La révolution de l’extraction de l’ or à partir des déchets électroniques
Dans le monde moderne, l’ or est un métal précieux essentiel, utilisé non seulement pour la bijouterie, mais aussi dans le domaine des technologies électroniques. Grâce à sa conductivité électrique exceptionnelle, l’or est largement présent dans les composants des ordinateurs, des smartphones et même des systèmes de son. Toutefois, l’extraction de ce précieux métal à partir de déchets électroniques s’avère souvent compliquée, coûteuse et peu rentable. Ce constat inquiétant pourrait bientôt changer grâce à une découverte récente réalisée par une équipe de chercheurs suisses.

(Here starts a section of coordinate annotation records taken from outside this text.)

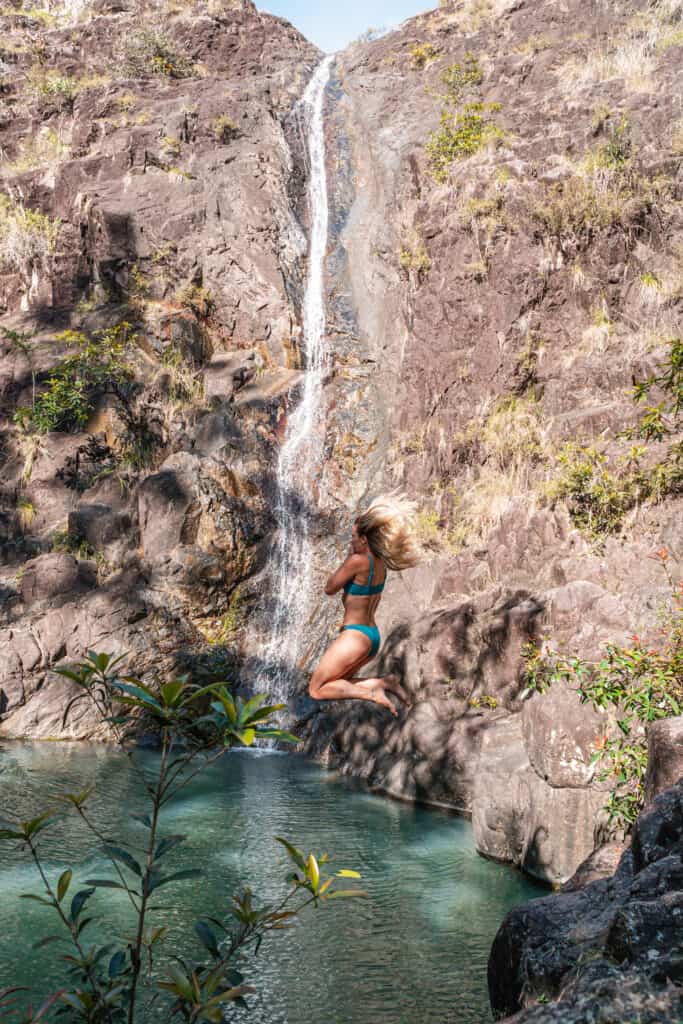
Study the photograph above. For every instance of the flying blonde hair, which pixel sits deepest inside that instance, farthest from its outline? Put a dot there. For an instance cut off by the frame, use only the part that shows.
(387, 524)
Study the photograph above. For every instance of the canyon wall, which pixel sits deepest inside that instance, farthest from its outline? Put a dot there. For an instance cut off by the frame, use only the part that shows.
(505, 259)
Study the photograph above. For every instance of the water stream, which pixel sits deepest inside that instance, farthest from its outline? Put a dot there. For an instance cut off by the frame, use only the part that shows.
(413, 952)
(299, 461)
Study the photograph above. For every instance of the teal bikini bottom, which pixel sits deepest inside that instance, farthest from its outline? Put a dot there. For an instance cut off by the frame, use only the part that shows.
(372, 633)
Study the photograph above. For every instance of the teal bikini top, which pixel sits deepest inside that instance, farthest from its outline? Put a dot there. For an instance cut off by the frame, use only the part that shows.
(365, 589)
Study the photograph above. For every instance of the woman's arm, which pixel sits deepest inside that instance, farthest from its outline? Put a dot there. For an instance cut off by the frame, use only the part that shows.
(348, 568)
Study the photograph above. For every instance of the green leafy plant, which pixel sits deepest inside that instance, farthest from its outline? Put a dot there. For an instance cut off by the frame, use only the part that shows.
(485, 700)
(97, 367)
(113, 982)
(198, 299)
(225, 128)
(414, 256)
(643, 682)
(422, 54)
(597, 495)
(26, 512)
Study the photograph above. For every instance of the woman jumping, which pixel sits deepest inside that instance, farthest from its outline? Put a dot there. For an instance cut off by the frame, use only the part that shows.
(381, 540)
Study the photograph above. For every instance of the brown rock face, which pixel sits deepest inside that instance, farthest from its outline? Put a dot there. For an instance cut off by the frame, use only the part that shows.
(504, 323)
(164, 196)
(665, 761)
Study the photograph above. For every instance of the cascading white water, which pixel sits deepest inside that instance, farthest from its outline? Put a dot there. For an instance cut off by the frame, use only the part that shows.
(300, 456)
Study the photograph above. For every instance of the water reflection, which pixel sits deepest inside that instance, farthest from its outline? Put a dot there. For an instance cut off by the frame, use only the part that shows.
(415, 951)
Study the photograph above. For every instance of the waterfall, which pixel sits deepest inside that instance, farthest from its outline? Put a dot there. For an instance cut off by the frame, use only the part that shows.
(301, 453)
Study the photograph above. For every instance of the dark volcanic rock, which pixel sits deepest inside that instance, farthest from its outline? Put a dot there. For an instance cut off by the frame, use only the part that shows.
(53, 576)
(609, 951)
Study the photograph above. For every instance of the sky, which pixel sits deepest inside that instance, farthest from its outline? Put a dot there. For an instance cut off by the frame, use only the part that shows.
(333, 24)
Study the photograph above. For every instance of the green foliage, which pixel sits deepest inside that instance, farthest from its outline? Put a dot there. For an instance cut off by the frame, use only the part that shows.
(615, 153)
(458, 78)
(95, 368)
(461, 134)
(147, 52)
(422, 54)
(28, 238)
(664, 419)
(597, 497)
(198, 299)
(115, 982)
(26, 511)
(606, 192)
(642, 682)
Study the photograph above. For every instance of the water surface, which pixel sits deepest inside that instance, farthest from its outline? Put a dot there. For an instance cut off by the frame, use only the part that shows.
(414, 952)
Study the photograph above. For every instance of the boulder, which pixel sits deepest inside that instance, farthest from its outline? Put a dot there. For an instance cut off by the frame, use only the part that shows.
(168, 507)
(226, 373)
(559, 736)
(99, 525)
(518, 817)
(665, 755)
(52, 576)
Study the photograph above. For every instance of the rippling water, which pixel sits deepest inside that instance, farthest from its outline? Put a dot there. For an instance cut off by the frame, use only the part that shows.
(414, 952)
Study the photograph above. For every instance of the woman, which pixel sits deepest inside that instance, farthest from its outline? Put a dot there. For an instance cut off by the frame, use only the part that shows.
(381, 540)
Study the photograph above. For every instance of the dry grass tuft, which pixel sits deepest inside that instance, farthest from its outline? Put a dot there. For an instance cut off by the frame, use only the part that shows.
(634, 54)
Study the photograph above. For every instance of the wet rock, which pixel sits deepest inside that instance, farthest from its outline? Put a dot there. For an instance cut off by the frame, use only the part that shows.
(607, 950)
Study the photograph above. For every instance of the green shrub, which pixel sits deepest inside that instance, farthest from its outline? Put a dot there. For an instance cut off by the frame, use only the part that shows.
(28, 238)
(461, 134)
(119, 980)
(596, 496)
(26, 512)
(606, 192)
(459, 78)
(423, 54)
(414, 256)
(644, 682)
(97, 367)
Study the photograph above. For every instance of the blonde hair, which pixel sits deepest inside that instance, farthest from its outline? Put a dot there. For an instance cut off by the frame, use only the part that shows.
(387, 524)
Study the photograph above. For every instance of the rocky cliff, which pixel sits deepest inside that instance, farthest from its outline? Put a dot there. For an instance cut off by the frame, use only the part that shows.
(153, 260)
(504, 261)
(609, 950)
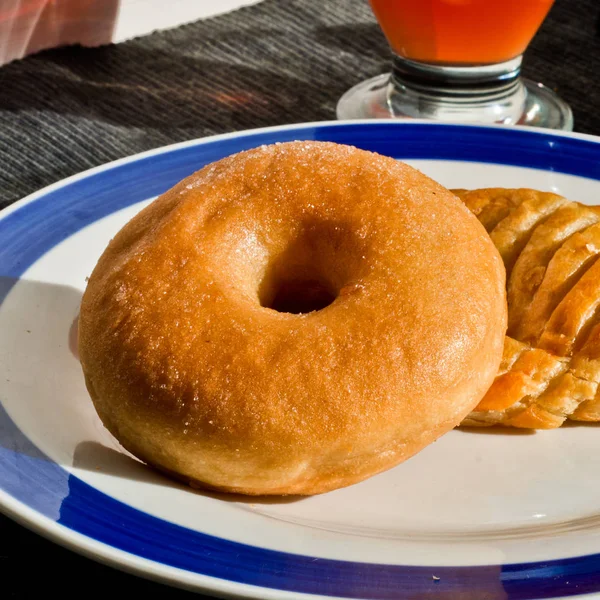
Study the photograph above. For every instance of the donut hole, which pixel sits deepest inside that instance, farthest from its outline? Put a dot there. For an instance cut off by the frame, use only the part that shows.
(307, 273)
(298, 294)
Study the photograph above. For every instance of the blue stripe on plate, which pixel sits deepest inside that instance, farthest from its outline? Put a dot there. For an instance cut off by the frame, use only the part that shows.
(35, 228)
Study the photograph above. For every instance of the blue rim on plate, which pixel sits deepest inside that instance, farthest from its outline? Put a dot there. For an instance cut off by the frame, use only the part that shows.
(36, 483)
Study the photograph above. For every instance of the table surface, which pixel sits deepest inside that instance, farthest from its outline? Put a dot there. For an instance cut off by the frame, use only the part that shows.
(66, 110)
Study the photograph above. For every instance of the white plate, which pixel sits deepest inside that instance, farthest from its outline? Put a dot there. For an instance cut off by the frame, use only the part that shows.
(475, 515)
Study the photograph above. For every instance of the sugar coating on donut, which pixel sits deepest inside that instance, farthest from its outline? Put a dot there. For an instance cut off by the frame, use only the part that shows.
(292, 319)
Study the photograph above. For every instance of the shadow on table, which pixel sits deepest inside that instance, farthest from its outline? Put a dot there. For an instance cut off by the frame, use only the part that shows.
(189, 87)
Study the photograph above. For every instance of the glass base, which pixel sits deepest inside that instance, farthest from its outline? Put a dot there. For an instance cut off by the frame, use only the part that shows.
(531, 104)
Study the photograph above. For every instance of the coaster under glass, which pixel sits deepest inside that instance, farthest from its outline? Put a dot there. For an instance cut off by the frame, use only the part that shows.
(465, 94)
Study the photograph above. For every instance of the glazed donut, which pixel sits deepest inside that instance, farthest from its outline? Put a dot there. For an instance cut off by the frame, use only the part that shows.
(292, 319)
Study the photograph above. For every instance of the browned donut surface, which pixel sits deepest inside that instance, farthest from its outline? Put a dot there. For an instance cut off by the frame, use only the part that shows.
(292, 319)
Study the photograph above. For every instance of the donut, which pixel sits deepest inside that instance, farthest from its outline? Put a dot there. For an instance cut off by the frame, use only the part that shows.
(292, 319)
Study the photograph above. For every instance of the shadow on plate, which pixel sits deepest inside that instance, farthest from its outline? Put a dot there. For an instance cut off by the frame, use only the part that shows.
(93, 456)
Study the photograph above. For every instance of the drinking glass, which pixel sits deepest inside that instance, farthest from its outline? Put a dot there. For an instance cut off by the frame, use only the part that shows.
(460, 61)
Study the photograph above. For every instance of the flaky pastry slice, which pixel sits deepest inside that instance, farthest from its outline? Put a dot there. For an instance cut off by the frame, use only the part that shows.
(550, 370)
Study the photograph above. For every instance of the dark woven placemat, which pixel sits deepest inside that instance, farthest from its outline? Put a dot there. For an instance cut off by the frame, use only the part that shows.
(281, 61)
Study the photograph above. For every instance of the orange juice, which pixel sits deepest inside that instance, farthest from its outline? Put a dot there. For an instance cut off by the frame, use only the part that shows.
(460, 31)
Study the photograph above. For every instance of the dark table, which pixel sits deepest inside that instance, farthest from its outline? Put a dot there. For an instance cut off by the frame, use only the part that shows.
(281, 61)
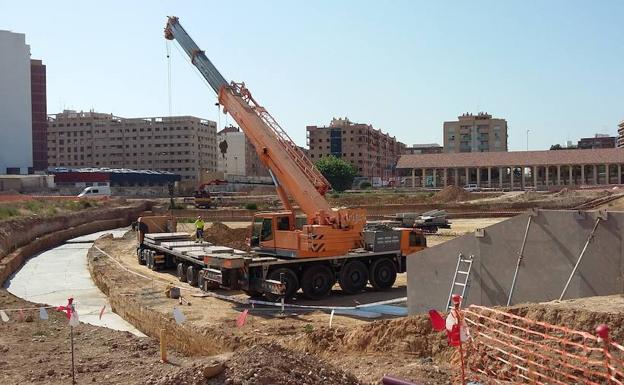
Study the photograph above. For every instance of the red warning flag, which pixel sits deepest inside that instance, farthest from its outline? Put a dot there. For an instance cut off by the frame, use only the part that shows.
(437, 322)
(242, 317)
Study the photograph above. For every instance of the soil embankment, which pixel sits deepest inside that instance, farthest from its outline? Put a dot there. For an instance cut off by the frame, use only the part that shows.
(21, 238)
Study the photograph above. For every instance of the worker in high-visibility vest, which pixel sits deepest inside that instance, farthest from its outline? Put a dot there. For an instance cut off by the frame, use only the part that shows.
(199, 229)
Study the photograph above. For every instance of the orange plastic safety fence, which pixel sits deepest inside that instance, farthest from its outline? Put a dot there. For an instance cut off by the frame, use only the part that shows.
(506, 348)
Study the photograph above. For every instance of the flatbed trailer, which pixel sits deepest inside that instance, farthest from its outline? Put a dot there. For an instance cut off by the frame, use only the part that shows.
(208, 266)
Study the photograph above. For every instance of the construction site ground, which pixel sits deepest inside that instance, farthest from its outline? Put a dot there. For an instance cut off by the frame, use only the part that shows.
(352, 351)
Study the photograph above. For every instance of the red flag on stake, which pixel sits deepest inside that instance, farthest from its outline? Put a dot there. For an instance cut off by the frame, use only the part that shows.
(242, 317)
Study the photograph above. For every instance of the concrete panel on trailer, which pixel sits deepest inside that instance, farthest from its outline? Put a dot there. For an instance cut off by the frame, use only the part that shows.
(167, 236)
(554, 243)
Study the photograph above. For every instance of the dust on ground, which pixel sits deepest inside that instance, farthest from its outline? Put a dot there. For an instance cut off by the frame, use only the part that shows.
(217, 318)
(266, 364)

Une découverte prometteuse
Des chercheurs de l’ École Politechnique Fédérale de Zurich (ETH Zurich) ont mis au point un méthode innovante pour extraire l’or à partir de déchets électroniques en utilisant de la protéine de lactosérum ou « whey ». Ce procédé utilise des techniques chimiques simples et durables, rendant l’extraction de l’or non seulement plus efficace mais aussi beaucoup moins coûteuse.
Le processus de récupération de l’or
Les composants électroniques tels que les cartes de circuits imprimés , les processeurs et les disques durs contiennent de petites quantités d’or. Pour démontrer l’efficacité de leur méthode, les chercheurs ont commencé par collecter 20 cartes mères de ordinateurs . Ces cartes ont été soigneusement démantelées pour isoler les composants métalliques, qui ont ensuite été dissolus dans un bain acide. Cette étape permet de ioniser les métaux, facilitant leur extraction.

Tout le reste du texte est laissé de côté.